Im Internet konnte ich dazu nichts finden.
Hallo,1) Ex-Ehefrau? (schon geschieden?) oder 2) Ex-Lebensgefährtin?
M.E. im 1.Fall, wenn noch nicht geschieden, keine Steuern.
Im 2.Fall käme für die Ex Schenkungssteuer in Frage(je nach Wert).
Für den Schenker wohl keine Kosten. Gruß
ja keinen erzielt, da ja kein Geld fließt. Muss sie evtl.
etwas zahlen, da sie jetzt doppelt so hohen Grundbesitz hat?
An die Grunderwerbssteuer denken. Immobiliengeschäfte sind nur unter Eheleuten und nahen Familienangehörigen steuerfrei, wie es bei Ex-Eheleuten ist, kann ich nicht sagen.
Wenn die Übertragung im Rahmen von (Ex-)-Ehepartnern erfolgt dann entstehen nur Kosten für die entsprechende Grundbucheintragung und natürlich für den Notar.
Nach einer Scheidung ist für eine solche Übertragung im Rahmen des Zugewinnausgleichs keine Grunderwerbssteuer fällig - evtl. gibt es hier aber eine Zeitgrenze.

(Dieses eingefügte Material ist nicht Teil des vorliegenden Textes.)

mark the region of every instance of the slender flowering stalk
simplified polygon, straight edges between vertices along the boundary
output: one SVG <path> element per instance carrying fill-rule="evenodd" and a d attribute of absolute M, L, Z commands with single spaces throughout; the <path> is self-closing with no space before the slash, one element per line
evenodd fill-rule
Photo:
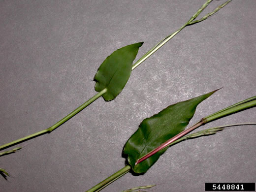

Wenn es sich um eine Scheidung handelt kann diese Übertragung (muß aber richtig formuliert sein) bereits im Scheidungsurteil stehen. Das Urteil genügt dann zur Übertragung und es sind keine Notarkosten mehr fällig.
Die Mehrkosten durch die Erhöhung des Streitwertes sind evtl. geringer als die Notarkosten.
Eine genaue Auskunft über den Ablauf sollte der Anwalt machen können.